Cronaca
Adottare un bambino in affido, una decisione difficile
L’affidamento di un minore è un fatto temporaneo, ma se vi chiedessero di adottarlo, cosa fareste?

L’affido non è l’adozione, cominciamo da questo concetto base. Quando accogliamo in famiglia un bambino in affidamento familiare, dobbiamo sapere che si tratta di una situazione temporanea (tralascio il discorso degli affidi sine-die), non solo. Anche noi, famiglia affidataria, ci mettiamo in gioco, con i nostri sentimenti, storie, speranze ed idee, perchè l’affidamento duri il minor tempo possibile, perchè l’obiettivo ultimo dell’affidamento è far tornare il bimbo a casa sua, con la propria famiglia. Quindi, se avete fatto domanda di adozione, e vi propongono un affido, sappiate che si tratta di due cose diverse, molto diverse.

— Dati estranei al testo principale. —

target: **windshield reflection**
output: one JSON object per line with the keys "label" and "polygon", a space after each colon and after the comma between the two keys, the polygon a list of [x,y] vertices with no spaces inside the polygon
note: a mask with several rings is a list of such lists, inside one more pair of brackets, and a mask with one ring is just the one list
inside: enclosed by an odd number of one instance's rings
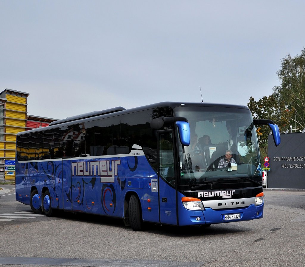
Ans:
{"label": "windshield reflection", "polygon": [[184,152],[179,144],[180,184],[259,181],[257,137],[249,110],[184,107],[174,112],[187,118],[191,130],[189,146]]}

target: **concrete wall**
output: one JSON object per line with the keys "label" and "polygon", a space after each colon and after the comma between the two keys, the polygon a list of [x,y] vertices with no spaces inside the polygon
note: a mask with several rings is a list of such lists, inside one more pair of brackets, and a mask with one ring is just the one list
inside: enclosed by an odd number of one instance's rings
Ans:
{"label": "concrete wall", "polygon": [[305,189],[305,133],[281,135],[281,144],[274,145],[268,137],[270,188]]}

La realtà è complessa, per cui non sempre il progetto di affido riesce, ha successo, e allora può capitare che il minore rimanga affidato ad una famiglia per tanto tempo, più dei due anni previsti dalla legge. Si tratta di una realtà, non so quanto voluta o subita, per cui il minore rimane in famiglia per anni, anche fino alla maggiore età. Per alcuni si tratta di una soluzione preferibile al rientro del bimbo in istituto (ovviamente nei casi in cui non è possibile il rientro in famiglia), per altri è il segnale che il progetto di affidamento è fallito, che c’è stato qualcosa che ha impedito il rientro del minore a casa.
E se lo adottaste? E se ad un certo punto dell’affidamento, i soggetti coinvolti nel progetto, realizzassero che non c’è possibilità di recuperare un ambiente familiare idoneo alla crescita del bambino? E se a quel punto qualcuno, l’assistente sociale ad esempio, vi proponesse di verificare con il giudice minorile la possibilità di trasformare l’affido in adozione? Cosa fareste?
Foto | Ernst Vikne.
Una scelta difficile, perchè noi abbiamo preso in casa quel bambino con la volontà di aiutarlo, mettendoci in gioco, noi e la nostra famiglia, per accogliere non solo un bambino in difficoltà, ma un intero nucleo familiare in difficoltà. Noi lo abbiamo voluto, abbiamo seguito i corsi, ci siamo fatti carico del bimbo, e qualche volta anche della mamma o del papà. Ma l’abbiamo fatto pensando ad un lieto fine; alla fine il bimbo torna a casa con la sua mamma, con il suo papà.
E se non c’è lieto fine?; ma il progetto di affido non da garanzie di lieto fine; qualche volta non c’è modo che il bimbo torni a casa sua. Che fare allora di Mario? Perché dopo che lo abbiamo portato dal dottore, a scuola, dagli assistenti sociali, dopo che per anni ha giocato con il nostro Andrea ol a nostra Anna, dopo che lo abbiamo consolato dalle sue paure, non è più un bambino, è Mario, il bambino, vero e reale, cui abbiamo imparato a voler bene, che abbiamo accudito al meglio delle nostre possibilità. Che fare allora di Mario?
Una scelta difficile, perchè se la nostra famiglia era pronta per l’affido, forse non lo è per l’adozione. Una scelta ancora più difficile se abbiamo già figli, perché anche se Mario ed Andrea si vogliono bene come fratelli, adottare significa allargare la famiglia in maniera definitiva, con conseguenze pratiche, reali sull’asse ereditario. Una decisione che può creare sconquassi e crisi di coscienza non da poco, che forse solo la professionalità e la sensibilità degli operatori sociali possono prevenire.